Nem vamos entrar nos aspectos mais aleatórios e contra-intuitivos do regulamento, como oferecer acesso e descenso no mesmo ano e existir um grupo da morte chamado “grupo x”, o tipo de coisa que soaria esquisito mesmo na época em que Eike Batista ainda tinha dinheiro pra patrocinar o estadual. Mas ainda que a decisão de reduzir o número de clubes participantes seja acertada, a ideia de basicamente acabar com o sentido das taças Guanabara e Rio é talvez uma das piores já tidas pela Federação Carioca - e aceita pelos clubes. E todos nós sabemos que ideias ruins nunca faltaram no futebol do Rio de Janeiro.

No atual sistema, a vitória em um dos turnos não apenas não garante mais vaga na final – apenas na semi –, como nem mesmo gera alguma vantagem dentro dessa semifinal, sendo essa vantagem garantida para quem mais pontuar na soma dos dois turnos.
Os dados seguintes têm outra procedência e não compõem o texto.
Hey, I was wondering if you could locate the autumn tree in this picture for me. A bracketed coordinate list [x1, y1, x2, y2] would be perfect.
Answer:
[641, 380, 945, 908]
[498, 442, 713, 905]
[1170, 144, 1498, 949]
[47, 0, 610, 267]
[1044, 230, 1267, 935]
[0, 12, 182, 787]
Com isso, um time pode não apenas estar na final sem ter vencido nenhum turno, como ainda se classificar com dois empates contra um dos campeões de turno. Sim, eu sei, é confuso só de pensar, eu tive que reler duas vezes pra garantir que tinha me expressado direito.

Com isso, temos situações como a do Flamengo, que precisa de apenas uma vitória para se garantir na semifinal com a vantagem de dois empates, não existindo para o clube absolutamente ganho nenhum, dentro da competição, em vencer ou não a Taça Rio. Ah, e o clássico contra o Vasco, que viria depois da classificação já garantida e dentro de uma data Fifa, se torna mais vazio ainda.

O Campeonato Carioca tem problemas que vão muito além do regulamento? Claro. Mas com um torneio já sucateado e desvalorizado, se torna ainda mais importante uma fórmula que não transforme antigas finais em partidas decorativas e deixe times que brigam pelo título totalmente desinteressados antes do seu final.